Codon usage and fitness analysis of the SARS-CoV-2-encoded proteins. (A) Probability of mutations in the receptor-binding motif (RBM). The data were analyzed using MEGA X software. The frequency was calculated using the Datamonkey server, and the figure was produced using WebLogo (https://weblogo.berkeley.edu/logo.cgi). (B) The synonymous codon usage of SARS-CoV-2. The figure was produced using WebLogo. The mink SARS-CoV-2 sequence (GenBank no. MT396266) was compared with that of SARS-CoV strain Tor2 (GenBank no. NC_004718.3). (C) Selective coefficient index for SARS-CoV-2 codons.
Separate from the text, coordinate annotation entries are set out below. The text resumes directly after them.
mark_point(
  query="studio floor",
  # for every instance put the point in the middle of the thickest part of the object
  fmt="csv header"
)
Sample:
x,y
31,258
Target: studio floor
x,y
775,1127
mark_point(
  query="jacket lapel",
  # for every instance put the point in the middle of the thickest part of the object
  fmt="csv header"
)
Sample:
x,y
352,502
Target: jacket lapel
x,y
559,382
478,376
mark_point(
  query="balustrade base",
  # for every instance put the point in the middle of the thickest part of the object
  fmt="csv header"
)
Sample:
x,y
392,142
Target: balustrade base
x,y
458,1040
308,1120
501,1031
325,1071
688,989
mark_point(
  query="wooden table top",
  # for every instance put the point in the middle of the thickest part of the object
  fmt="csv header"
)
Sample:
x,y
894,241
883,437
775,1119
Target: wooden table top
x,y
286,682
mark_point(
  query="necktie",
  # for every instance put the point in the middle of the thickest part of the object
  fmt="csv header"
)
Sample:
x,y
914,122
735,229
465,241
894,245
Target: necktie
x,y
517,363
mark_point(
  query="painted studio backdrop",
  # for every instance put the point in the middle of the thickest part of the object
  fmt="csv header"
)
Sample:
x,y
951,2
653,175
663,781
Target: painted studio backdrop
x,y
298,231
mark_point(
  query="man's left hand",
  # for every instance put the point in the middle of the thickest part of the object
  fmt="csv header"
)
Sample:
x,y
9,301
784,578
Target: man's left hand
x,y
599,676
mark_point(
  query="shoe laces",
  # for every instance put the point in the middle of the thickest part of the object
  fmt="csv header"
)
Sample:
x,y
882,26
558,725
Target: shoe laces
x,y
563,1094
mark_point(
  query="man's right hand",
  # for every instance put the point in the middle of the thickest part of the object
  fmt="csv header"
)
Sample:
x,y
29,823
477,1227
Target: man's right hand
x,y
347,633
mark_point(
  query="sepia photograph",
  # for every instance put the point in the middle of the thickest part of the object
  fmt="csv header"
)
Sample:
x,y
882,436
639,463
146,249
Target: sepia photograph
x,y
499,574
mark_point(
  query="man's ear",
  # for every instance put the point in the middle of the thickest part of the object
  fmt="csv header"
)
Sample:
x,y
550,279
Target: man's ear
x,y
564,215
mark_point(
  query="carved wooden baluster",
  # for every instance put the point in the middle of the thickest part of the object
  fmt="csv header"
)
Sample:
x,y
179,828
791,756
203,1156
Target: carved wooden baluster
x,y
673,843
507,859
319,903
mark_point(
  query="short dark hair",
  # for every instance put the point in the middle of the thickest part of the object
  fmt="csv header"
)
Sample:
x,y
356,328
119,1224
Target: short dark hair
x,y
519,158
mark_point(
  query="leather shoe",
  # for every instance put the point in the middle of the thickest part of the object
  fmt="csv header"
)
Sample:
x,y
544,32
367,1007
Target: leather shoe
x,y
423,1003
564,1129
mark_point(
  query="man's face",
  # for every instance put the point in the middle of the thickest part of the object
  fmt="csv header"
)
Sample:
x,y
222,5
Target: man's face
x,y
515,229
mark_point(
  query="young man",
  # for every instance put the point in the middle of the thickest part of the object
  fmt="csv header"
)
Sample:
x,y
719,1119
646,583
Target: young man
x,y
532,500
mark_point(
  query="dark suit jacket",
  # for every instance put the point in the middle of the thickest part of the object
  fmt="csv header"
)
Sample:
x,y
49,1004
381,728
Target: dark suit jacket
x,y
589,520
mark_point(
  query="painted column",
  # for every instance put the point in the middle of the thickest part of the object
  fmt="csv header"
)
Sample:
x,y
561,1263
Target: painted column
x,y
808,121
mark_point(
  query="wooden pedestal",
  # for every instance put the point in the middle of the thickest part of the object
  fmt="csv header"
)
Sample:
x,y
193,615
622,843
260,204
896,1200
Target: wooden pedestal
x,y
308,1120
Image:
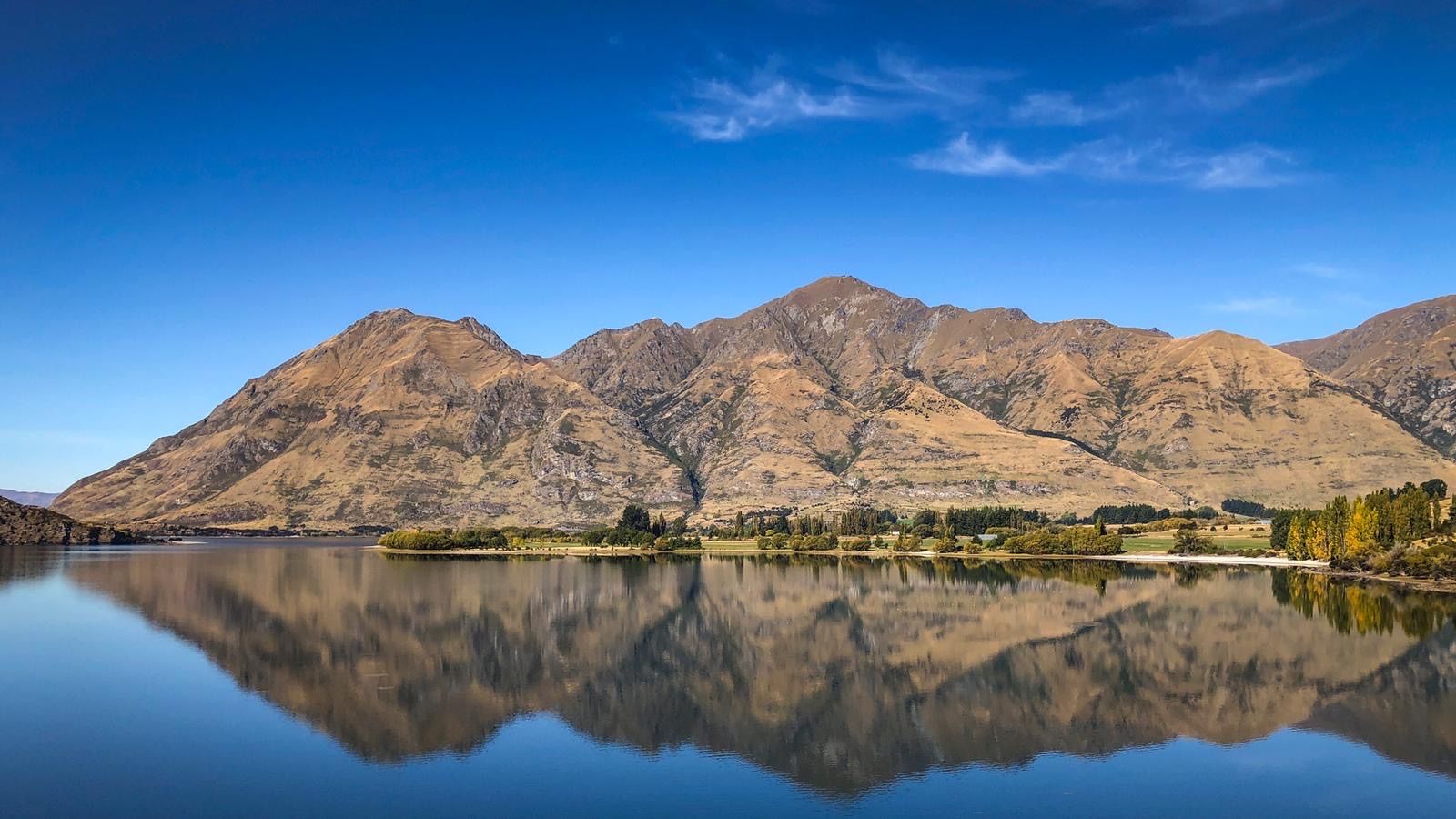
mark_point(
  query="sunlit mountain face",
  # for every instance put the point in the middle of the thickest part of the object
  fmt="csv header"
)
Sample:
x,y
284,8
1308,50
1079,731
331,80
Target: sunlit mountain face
x,y
841,675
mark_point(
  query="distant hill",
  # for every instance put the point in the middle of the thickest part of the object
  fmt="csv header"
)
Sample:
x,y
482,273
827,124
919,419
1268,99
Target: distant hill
x,y
31,525
1404,360
834,395
29,499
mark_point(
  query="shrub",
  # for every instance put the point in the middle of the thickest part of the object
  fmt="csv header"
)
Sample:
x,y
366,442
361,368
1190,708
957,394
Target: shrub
x,y
1190,542
907,544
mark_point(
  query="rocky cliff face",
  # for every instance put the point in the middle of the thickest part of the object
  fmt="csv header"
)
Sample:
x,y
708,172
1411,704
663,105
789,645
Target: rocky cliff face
x,y
1404,360
400,419
854,392
31,525
834,395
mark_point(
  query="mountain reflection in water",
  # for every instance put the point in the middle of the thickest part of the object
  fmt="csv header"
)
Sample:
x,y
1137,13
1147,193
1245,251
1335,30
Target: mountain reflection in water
x,y
839,673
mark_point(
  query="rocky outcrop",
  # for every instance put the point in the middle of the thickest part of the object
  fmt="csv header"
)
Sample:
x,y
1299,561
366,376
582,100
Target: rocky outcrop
x,y
31,525
834,395
29,499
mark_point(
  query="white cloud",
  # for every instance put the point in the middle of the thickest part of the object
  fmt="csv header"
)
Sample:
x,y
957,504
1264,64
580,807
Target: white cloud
x,y
1249,167
1059,108
1264,305
1200,12
1203,87
965,157
897,86
1322,271
730,113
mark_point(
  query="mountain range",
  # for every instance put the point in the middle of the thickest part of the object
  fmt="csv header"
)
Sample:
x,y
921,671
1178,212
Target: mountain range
x,y
834,395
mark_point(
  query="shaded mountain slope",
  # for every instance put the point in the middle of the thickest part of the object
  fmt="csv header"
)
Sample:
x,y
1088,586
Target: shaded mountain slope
x,y
398,419
1404,360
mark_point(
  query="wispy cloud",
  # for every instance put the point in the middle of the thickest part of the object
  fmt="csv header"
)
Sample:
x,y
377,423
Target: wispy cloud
x,y
1183,14
1247,167
1060,108
724,109
1263,305
1203,87
1322,271
966,157
728,113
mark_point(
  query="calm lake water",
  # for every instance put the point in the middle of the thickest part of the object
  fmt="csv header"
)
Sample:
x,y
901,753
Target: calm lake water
x,y
298,678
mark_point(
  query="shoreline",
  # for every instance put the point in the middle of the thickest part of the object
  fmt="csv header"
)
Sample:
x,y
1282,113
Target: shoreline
x,y
1147,559
609,551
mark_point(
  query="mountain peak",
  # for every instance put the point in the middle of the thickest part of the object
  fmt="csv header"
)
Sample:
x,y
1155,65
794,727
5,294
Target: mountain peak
x,y
834,288
485,334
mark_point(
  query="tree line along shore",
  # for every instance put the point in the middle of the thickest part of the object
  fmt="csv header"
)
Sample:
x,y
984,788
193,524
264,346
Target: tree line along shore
x,y
1398,532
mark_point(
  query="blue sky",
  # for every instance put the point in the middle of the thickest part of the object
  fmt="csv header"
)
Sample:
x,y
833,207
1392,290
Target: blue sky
x,y
191,194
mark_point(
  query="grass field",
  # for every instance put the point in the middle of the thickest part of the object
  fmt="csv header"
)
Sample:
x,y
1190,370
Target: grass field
x,y
1164,541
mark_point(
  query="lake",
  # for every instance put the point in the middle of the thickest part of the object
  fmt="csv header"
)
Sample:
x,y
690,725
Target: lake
x,y
296,678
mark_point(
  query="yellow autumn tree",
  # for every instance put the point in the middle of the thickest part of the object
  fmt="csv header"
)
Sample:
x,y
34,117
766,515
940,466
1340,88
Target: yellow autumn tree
x,y
1298,542
1360,535
1317,537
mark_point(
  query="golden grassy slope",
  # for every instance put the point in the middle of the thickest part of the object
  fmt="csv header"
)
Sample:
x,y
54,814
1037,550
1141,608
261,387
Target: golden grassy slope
x,y
399,419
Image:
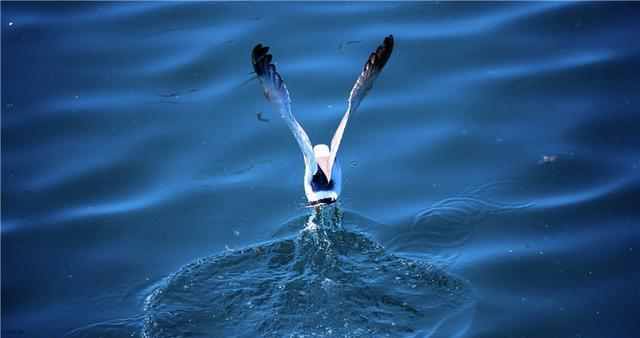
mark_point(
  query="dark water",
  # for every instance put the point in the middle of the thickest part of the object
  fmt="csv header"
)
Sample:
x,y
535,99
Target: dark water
x,y
491,178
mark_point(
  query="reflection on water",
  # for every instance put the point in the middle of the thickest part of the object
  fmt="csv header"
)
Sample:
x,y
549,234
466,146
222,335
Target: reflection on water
x,y
326,281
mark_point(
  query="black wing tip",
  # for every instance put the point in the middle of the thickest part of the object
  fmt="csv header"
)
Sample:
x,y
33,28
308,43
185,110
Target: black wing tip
x,y
260,59
379,58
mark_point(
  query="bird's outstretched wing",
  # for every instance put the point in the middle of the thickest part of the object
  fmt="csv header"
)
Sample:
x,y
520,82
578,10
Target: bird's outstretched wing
x,y
372,69
276,92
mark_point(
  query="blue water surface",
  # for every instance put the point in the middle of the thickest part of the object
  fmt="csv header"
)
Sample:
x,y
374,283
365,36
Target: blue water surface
x,y
491,176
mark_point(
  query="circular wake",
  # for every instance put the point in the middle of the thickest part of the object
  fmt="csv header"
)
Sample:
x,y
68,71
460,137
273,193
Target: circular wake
x,y
324,281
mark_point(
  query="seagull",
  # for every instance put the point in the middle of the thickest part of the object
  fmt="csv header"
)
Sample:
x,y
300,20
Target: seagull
x,y
322,176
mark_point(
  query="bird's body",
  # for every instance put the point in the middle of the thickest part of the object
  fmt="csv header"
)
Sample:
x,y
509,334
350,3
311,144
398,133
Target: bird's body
x,y
323,176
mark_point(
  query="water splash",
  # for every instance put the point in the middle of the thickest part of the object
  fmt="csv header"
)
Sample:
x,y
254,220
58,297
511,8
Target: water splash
x,y
324,281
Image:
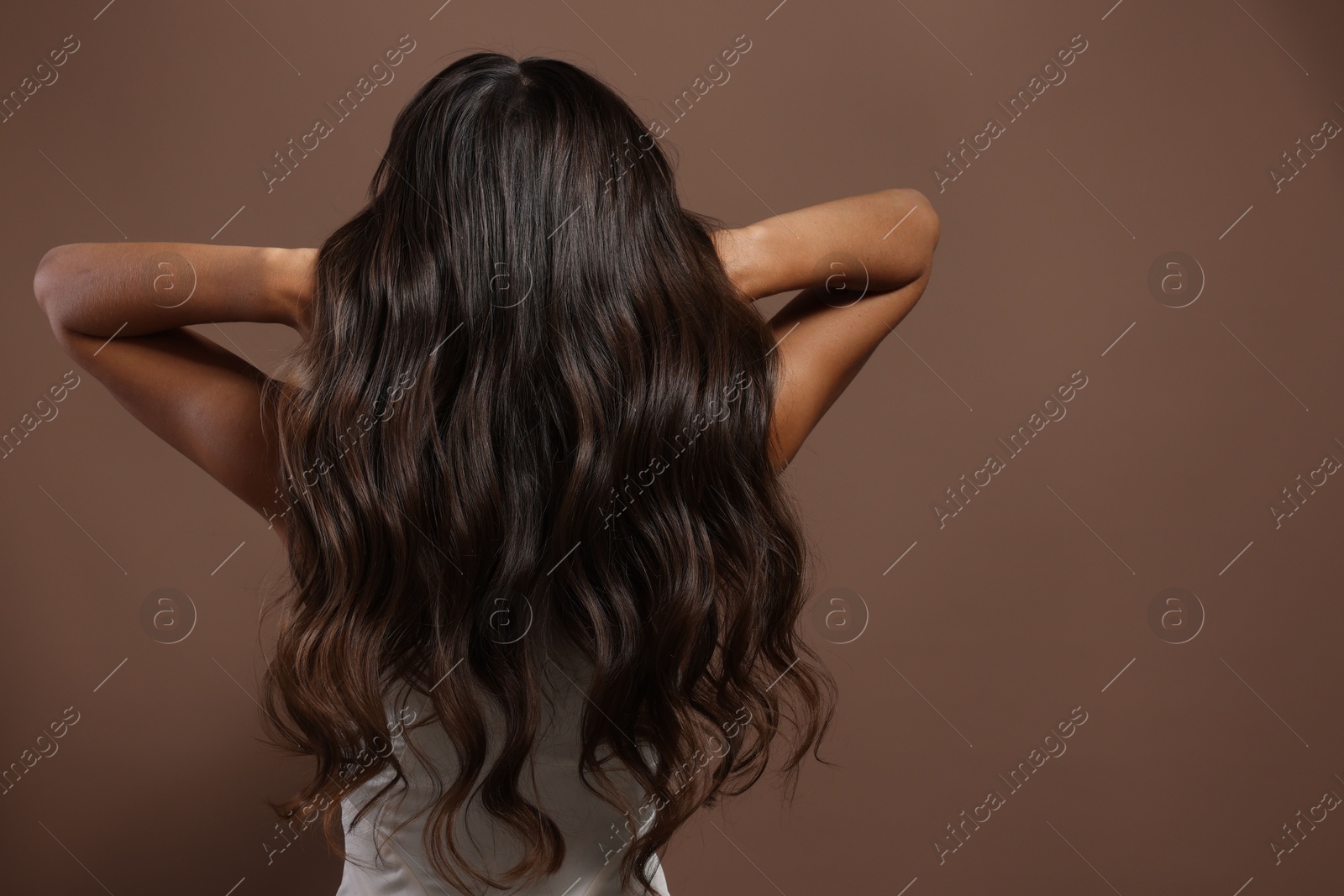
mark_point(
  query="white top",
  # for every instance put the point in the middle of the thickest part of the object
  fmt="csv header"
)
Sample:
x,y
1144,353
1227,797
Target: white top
x,y
595,832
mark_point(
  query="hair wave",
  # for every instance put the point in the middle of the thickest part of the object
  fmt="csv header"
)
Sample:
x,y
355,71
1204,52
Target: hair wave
x,y
528,375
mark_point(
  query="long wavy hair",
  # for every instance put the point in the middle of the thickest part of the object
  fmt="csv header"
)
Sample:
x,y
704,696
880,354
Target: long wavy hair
x,y
528,375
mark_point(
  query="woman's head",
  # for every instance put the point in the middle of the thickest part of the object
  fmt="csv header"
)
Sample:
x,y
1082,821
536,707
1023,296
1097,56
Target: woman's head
x,y
533,409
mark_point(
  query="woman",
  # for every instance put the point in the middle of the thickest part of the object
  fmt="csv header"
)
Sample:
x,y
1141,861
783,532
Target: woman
x,y
526,468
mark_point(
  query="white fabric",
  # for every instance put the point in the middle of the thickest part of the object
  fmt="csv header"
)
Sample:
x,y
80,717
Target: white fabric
x,y
595,832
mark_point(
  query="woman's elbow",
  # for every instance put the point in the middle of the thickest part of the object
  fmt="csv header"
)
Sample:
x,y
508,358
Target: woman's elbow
x,y
53,278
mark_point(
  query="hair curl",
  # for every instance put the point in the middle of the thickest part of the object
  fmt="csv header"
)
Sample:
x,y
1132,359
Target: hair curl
x,y
528,379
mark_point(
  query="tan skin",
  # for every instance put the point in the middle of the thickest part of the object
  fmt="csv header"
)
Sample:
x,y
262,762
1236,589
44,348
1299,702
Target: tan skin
x,y
129,329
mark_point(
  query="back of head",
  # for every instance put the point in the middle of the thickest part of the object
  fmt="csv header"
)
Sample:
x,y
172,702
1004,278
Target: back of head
x,y
533,410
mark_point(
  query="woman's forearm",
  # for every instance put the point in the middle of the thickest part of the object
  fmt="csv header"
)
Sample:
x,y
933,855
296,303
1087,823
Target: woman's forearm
x,y
131,289
875,242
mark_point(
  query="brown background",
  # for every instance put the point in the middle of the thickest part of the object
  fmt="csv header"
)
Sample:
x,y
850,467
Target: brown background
x,y
979,641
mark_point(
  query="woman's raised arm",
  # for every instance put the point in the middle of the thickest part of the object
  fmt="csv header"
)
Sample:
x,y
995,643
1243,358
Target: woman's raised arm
x,y
860,262
121,311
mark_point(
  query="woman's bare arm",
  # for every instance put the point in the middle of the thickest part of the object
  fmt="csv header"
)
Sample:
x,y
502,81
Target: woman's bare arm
x,y
121,311
860,262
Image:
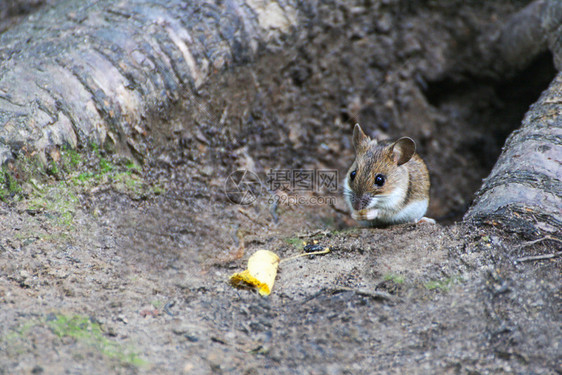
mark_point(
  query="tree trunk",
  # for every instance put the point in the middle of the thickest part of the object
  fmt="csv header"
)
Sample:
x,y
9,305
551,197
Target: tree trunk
x,y
90,72
524,190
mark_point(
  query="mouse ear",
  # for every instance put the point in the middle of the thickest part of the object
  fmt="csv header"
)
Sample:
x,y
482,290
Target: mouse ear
x,y
360,139
403,150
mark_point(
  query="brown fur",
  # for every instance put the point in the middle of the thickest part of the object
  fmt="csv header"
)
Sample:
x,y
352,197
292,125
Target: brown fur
x,y
374,158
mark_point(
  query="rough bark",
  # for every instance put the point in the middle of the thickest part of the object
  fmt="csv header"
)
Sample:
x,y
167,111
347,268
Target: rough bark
x,y
524,190
90,72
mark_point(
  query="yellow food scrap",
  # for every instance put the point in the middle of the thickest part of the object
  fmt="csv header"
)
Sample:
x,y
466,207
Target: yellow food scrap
x,y
261,272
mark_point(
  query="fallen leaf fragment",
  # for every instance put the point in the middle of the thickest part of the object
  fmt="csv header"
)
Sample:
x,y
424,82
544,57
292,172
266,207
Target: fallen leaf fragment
x,y
261,272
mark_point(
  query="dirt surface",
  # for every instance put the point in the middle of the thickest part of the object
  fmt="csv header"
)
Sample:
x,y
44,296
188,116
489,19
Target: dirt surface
x,y
111,267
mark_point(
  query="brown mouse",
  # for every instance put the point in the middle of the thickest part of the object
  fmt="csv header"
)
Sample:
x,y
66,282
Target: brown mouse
x,y
388,183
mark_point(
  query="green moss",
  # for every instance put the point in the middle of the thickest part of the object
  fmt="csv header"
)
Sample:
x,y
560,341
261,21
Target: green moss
x,y
443,284
83,329
9,186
The codons for the N501 mutants are shown in blue and the codons with the highest fitness are highlighted in red. (D) Analysis of relative synonymous codon usage in SARS-CoV-2-encoded proteins.

Discussion

Tracking of viral variants transmitted among animal hosts or transmitted to animals by human contact could be helpful for understanding the evolution and host adaptation of SARS-CoV-2. The correlation between codon optimization of viral genomes and their host adaptation process has been observed in some viruses such as rotaviruses, ??cyprinid herpesvirus 3??, and Marburg virus [26, 34, 35]. Mink was the first extensively farmed species affected by COVID-19, and epidemiological investigation has suggested that mustelids, including minks and ferrets, are more susceptible to SARS-CoV-2 than other animals [36]. Mink-to-mink and mink-to-human transmission of SARS-CoV-2 have been reported on several mink farms in the Netherlands, Denmark, the USA, and Spain [3739]. Some mutations have accumulated in the viral genomes during transmission of the virus between humans and minks. However, it is challenging to pinpoint whether mutations happened before or after the virus spillover to mink, because it is difficult to distinguish the sequences circulating in the human and mink populations from those involved in cross-species transmission.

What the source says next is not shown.